Das zuständige Insolvenzgericht hatte am 16. Januar 2018 auf Antrag von Air Berlin die Eigenverwaltung im Insolvenzverfahren aufgehoben und Flöther in allen drei Verfahren zum Insolvenzverwalter bestellt. Soeben wurde Flöther von den Gläubigern aller drei Gesellschaften einstimmig im Amt bestätigt. Die Tätigkeit des Air Berlin-CEO Thomas Winkelmann endet unter Berücksichtigung bestehender Kündigungsfristen Ende April 2018. Herr Winkelmann wird aber als Mitglied des „Board of Directors“ dem Insolvenzverwalter bei Bedarf beratend zur Verfügung stehen. Flöther dankte Winkelmann für die konstruktive Zusammenarbeit während der vergangenen Monate. Der Air Berlin-Generalbevollmächtigte Dr. Frank Kebekus scheidet bereits in diesen Tagen aus. „Herr Kebekus hat unter schwierigsten Bedingungen seine Aufgabe übernommen und hat großen Anteil an den erreichten Erfolgen“, unterstrich Flöther.

Flöther hat bereits eine internationale Wirtschaftsprüfungsgesellschaft beauftragt, evtl. Haftungsansprüche gegen frühere Organe der Air Berlin-Gesellschaften sowie gegen Dritte festzustellen. Bereits vor einigen Monaten wurden mit Flöthers Zustimmung mehrere Gutachten beauftragt, um evtl. bestehende Ansprüche gegen den Air Berlin-Gesellschafter Etihad zu prüfen.
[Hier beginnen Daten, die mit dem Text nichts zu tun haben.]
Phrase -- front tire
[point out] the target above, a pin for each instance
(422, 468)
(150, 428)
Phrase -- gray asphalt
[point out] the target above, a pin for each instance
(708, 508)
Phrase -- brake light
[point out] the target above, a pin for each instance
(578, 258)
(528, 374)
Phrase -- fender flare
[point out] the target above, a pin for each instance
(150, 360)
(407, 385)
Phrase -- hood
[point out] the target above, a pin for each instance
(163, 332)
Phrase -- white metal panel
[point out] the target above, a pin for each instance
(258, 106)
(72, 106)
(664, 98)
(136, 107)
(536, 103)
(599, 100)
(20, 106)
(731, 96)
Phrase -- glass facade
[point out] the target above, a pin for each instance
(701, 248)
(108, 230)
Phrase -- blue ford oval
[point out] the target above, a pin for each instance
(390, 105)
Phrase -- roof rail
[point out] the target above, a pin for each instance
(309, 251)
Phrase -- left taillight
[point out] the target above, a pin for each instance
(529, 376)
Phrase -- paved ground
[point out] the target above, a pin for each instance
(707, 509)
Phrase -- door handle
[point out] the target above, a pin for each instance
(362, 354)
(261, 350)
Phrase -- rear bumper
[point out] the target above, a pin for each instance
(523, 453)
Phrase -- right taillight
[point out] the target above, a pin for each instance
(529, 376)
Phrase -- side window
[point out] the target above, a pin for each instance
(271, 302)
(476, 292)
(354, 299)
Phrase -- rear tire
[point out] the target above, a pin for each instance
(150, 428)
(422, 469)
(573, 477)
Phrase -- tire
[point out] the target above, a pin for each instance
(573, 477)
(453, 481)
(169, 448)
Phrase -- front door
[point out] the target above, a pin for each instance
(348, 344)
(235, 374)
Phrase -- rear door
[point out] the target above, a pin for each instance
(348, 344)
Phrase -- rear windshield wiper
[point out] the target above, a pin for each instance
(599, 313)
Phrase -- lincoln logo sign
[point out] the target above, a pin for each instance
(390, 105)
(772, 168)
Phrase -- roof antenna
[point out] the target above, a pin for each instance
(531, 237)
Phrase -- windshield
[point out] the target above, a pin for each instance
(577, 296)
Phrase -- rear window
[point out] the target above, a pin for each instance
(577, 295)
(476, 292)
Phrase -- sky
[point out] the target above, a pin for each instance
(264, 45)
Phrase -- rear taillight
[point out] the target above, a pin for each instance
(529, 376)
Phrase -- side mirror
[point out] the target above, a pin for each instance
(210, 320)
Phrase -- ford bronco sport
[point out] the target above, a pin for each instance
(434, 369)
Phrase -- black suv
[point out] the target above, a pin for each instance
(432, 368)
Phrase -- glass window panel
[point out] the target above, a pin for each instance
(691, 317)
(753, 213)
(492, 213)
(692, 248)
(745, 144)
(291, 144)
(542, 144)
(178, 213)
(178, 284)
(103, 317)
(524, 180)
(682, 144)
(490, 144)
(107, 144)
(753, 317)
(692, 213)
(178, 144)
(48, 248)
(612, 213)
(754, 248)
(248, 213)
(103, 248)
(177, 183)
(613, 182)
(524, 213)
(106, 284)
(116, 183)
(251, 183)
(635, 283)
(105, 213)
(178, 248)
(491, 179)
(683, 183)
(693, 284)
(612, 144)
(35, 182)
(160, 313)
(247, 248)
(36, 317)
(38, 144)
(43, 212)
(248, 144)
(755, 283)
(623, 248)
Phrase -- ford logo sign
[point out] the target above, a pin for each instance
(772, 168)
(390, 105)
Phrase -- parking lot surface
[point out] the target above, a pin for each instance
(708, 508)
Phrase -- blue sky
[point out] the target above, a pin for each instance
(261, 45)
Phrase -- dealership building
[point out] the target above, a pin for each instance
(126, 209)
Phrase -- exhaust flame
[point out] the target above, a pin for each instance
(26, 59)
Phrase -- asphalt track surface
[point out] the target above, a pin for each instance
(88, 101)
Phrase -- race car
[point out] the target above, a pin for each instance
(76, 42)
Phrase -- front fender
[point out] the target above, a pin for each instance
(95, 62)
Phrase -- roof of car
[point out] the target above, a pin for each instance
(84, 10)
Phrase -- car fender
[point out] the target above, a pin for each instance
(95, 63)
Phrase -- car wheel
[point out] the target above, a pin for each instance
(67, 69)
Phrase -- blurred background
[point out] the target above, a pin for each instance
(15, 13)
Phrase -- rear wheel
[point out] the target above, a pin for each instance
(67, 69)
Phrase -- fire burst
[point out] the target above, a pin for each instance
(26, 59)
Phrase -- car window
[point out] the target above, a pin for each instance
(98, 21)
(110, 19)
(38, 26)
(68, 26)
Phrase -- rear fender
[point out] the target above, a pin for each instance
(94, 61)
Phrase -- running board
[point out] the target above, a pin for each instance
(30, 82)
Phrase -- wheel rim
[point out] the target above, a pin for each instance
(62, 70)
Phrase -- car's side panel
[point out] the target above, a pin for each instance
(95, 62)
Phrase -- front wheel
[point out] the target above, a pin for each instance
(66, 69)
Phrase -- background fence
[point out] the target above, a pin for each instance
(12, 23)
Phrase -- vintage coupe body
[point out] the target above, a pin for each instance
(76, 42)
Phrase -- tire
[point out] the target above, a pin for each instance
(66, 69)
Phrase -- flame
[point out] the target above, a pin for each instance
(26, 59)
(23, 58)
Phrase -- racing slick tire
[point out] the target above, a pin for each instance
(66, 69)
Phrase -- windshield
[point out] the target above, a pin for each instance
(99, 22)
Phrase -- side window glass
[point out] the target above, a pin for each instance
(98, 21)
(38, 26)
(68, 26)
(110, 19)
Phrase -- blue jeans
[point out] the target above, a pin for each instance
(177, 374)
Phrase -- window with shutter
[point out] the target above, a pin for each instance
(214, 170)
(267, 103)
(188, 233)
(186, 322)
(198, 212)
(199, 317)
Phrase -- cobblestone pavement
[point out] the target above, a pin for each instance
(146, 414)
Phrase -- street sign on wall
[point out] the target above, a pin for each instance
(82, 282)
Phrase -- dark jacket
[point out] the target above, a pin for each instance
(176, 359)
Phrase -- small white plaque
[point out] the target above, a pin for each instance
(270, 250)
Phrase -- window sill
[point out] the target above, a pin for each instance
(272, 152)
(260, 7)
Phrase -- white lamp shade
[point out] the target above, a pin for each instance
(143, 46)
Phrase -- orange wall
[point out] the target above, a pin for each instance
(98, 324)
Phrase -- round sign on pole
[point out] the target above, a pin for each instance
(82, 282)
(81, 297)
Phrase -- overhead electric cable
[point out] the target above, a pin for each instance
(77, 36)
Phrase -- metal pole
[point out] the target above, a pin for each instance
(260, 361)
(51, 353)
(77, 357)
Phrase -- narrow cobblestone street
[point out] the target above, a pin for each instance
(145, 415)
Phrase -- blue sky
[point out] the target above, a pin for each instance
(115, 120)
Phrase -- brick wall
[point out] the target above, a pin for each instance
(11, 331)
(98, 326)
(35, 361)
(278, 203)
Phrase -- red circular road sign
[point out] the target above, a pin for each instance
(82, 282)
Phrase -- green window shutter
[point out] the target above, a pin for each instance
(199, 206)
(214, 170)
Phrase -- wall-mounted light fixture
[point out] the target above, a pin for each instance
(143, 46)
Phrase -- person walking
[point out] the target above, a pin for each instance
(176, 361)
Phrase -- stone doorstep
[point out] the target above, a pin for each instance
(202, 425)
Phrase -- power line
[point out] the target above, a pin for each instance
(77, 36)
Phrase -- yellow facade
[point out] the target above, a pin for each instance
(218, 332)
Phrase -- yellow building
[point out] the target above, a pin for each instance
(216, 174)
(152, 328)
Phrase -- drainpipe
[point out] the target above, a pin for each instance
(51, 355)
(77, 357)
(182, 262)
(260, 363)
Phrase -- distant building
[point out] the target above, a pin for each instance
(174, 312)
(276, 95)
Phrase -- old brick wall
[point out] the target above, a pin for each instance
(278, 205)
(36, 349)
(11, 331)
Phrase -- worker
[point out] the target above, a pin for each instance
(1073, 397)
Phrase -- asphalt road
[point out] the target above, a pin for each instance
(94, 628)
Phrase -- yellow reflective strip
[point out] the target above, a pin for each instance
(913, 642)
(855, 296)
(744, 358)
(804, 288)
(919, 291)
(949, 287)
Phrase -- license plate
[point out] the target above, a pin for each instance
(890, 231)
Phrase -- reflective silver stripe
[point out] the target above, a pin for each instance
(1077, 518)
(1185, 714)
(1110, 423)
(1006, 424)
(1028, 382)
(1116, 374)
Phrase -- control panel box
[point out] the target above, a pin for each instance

Diese Prüfung dauert an, da die damit verbundenen Rechtsfragen höchst komplex sind. „Sobald die Prüfung abgeschlossen ist, werde ich gemeinsam mit den Gläubigern entscheiden, ob und welche Maßnahmen ergriffen werden“, ergänzte Flöther. „Solche Maßnahmen sind allerdings mit erheblichen Kosten verbunden, die aus der Insolvenzmasse – also von den Gläubigern – oder von Dritten finanziert werden müssen. Es muss also eine hinreichende Erfolgswahrscheinlichkeit vorliegen, ehe wir tätig werden können.“

In Kürze beginnt zudem die Prüfung der angemeldeten Forderungen. Die Anmeldefrist läuft Anfang Februar 2018 ab. Flöther hatte in den vergangenen Wochen mehr als 1 Mio. Gläubiger persönlich angeschrieben und sie über ihre Rechte informiert. Die Prüfung und Feststellung der Forderungen wird angesichts dieses enormen Ausmaßes vermutlich Monate, wenn nicht Jahre dauern. Ob allerdings die Gläubiger eine Quote erwarten können, ist höchst ungewiss. Denn nach jetzigem Stand kann noch nicht einmal das vorrangig zu bedienende KfW-Darlehen in vollem Umfang zurück gezahlt werden, das Air Berlin i.H.v. 150 Mio. Euro gewährt wurde. Dennoch empfiehlt Flöther allen Gläubigern, ihre Forderungen anzumelden. „Man weiß nie, was im Laufe eines Insolvenzverfahrens noch passieren kann“, stellte der Insolvenzverwalter abschließend fest.